Film history

Shammi Kapoor’s connection with the ‘Silsila’ hit ‘Neela Aasman So Gaya’

The 1960s star had composed the song, which he gifted to Amitabh Bachchan for Yash Chopra’s ‘Silsila.’

Rauf Ahmed’s biography Shammi Kapoor The Game-Changer (Om Books International) is packed with nuggets of information about the 1960s star, whose other name was surely “Shimmy Kapoor” for the unforgettable manner in which he sashayed across the screen in movie after movie.

Kapoor had a fabulous ear for music, as Ahmed reveals, and apart from participating in the presentation of songs in his movies, he was also an amateur music composer. The popular lullaby “Neela Aasman So Gaya” from Yash Chopra’s 1981 romance Silsila, in which Amitabh Bachchan sings in his own voice to his lady love played by Rekha, was originally composed by Kapoor. The song also has a female version, by Lata Mangeshkar.


Ahmed writes in Shammi Kapoor The Game-Changer that the track was inspired by a folk song. Here is the anecdote about one of Silsila’s most well-known tracks.

“Perhaps few know that the song ‘Neela Aasman So Gaya’ which Amitabh Bachchan sang in Yash Chopra’s film Silsila (1981), had been composed by Shammi Kapoor.

“During the making of B.R. Chopra’s Zameer (1975), Amitabh Bachchan (who played the lead in the film opposite Saira Banu) and Jaya Bachchan had got very friendly with Shammi Kapoor and his wife Neila Devi. During the shooting of the film at the Kunigal farm near Bangalore, they would regularly meet after work. The routine had continued even after the venue of the shooting had shifted from Kunigal to Pune.
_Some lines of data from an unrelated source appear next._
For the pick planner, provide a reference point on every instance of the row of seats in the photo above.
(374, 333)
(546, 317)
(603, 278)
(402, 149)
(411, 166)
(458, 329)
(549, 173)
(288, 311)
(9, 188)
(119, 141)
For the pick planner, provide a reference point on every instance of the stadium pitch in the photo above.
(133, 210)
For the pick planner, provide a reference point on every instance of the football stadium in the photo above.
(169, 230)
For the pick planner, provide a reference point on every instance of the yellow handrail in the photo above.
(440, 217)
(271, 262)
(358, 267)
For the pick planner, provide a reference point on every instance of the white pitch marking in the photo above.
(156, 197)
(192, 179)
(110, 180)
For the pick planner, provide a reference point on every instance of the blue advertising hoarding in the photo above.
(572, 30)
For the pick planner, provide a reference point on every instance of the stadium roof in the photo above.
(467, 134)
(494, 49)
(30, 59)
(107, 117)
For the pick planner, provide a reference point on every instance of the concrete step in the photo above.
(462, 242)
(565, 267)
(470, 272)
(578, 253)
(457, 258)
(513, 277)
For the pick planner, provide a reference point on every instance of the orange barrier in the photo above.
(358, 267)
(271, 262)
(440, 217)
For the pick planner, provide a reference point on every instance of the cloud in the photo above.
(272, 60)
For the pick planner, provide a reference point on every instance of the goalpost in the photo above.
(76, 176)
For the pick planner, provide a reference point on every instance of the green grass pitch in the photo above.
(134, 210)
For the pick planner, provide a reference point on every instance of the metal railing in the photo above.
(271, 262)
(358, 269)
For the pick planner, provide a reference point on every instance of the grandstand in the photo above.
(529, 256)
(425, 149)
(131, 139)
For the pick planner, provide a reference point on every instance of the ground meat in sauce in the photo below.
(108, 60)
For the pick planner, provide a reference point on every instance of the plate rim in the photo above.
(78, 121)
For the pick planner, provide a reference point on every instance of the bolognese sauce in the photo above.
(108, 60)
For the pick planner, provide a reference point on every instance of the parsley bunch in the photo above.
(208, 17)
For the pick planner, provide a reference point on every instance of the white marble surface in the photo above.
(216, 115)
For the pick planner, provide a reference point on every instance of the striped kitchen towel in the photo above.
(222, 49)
The Bachchans, who were staying in the same hotel (Blue Diamond, Pune) as the Kapoors, kept in touch with them. “In the evenings, after pack up, Jaya and Amitabh would drop by for a chat,” reminisces Neila Kapoor. “Amitabh would invariably bring his guitar along and Shammiji and he would get down to a session of music. During one of those sessions, Shammji had spontaneously composed a tune inspired by a folk song he had heard, with dummy words. Amitabh had liked it very much.”

“Almost seven years later, sometime in the early ’80s, one day, Amitabh had called Shammi Kapoor and asked him if he could use that tune in one of his forthcoming films. Shammi, who had almost forgotten the episode, was delighted. He told Amitabh, “Go ahead, it’s all yours.” The rest, as the cliché goes, is history. The film was Yash Chopra’s Silsila and the song was ‘Neela Aasman So Gaya’.”